Dopo aver lasciato il carcere, in pratica, Giacomo Ieni avrebbe ripreso il controllo dell’organizzazione, non solo impartendo ordini agli appartenenti al clan, ma anche incontrando personalmente gli im­prenditori sotto estorsione. Ma in questi casi, sottolineava, con gli affiliati ci parlava “negli scogli”, lontano, insomma, da occhi indiscreti.

La vittima

A un certo punto, avrebbe incontrato il titolare di una bottega. In quel frangente avrebbe detto all’imprenditore vittima che lo vedeva “come un figlio”. Poi gli avrebbe raccontato, con fare intimidatorio, di una sua amica imprenditrice che gli avrebbe chiesto aiuto per il pizzo, mettendo in evidenza che lei, mentre era detenuto, non si era fatta vedere neanche per un regalo.

Ma non era il suo caso. E l’imprenditore lo ha messo subito in chiaro: “Ti sono arrivate le cose che ti ho mandato?”. Poi nel 2022 Ieni viene arrestato nuovamente. E i suoi congiunti, scrive il Riesame, “riprendevano per suo conto e a suo nome anche i rapporti con altri clan”.

Dario Ieni

Secondo i giudici, “posizione di assoluto spicco rivestiva leni Dario unitamente a Bonfiglio Carmelo”. Il primo, secondo gli inquirenti, “nonostante la giovane età ed una limitata libertà di movimento (in quanto sottoposto al regime degli arresti domiciliari), ricopriva un ruolo nevralgico all’interno della consorteria”.

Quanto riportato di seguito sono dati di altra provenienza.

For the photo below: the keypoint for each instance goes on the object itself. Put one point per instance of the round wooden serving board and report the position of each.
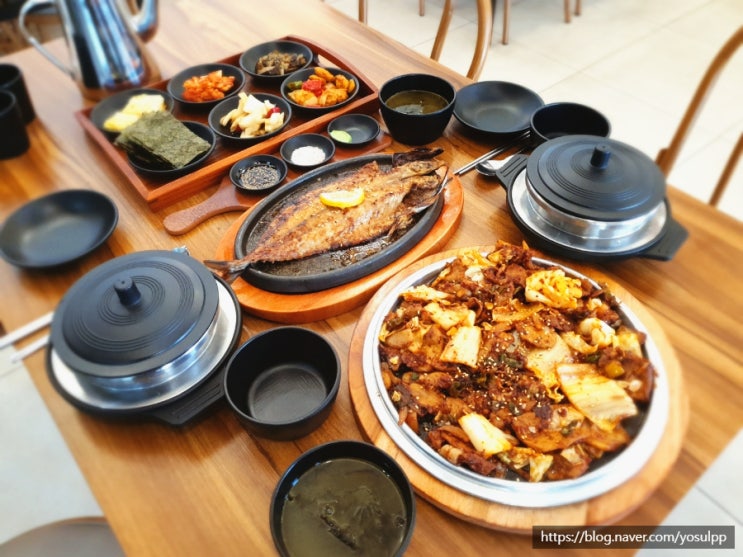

E sarebbe stato “raggiunto nella sua abitazione non soltanto dai suoi sodali ma anche dai soggetti che rivestivano posizioni apicali in altri gruppi mafiosi, che molto verosimilmente interloquivano con lo leni per discutere di affari o della pianificazione delle attività dei rispettivi gruppi di appartenenza”.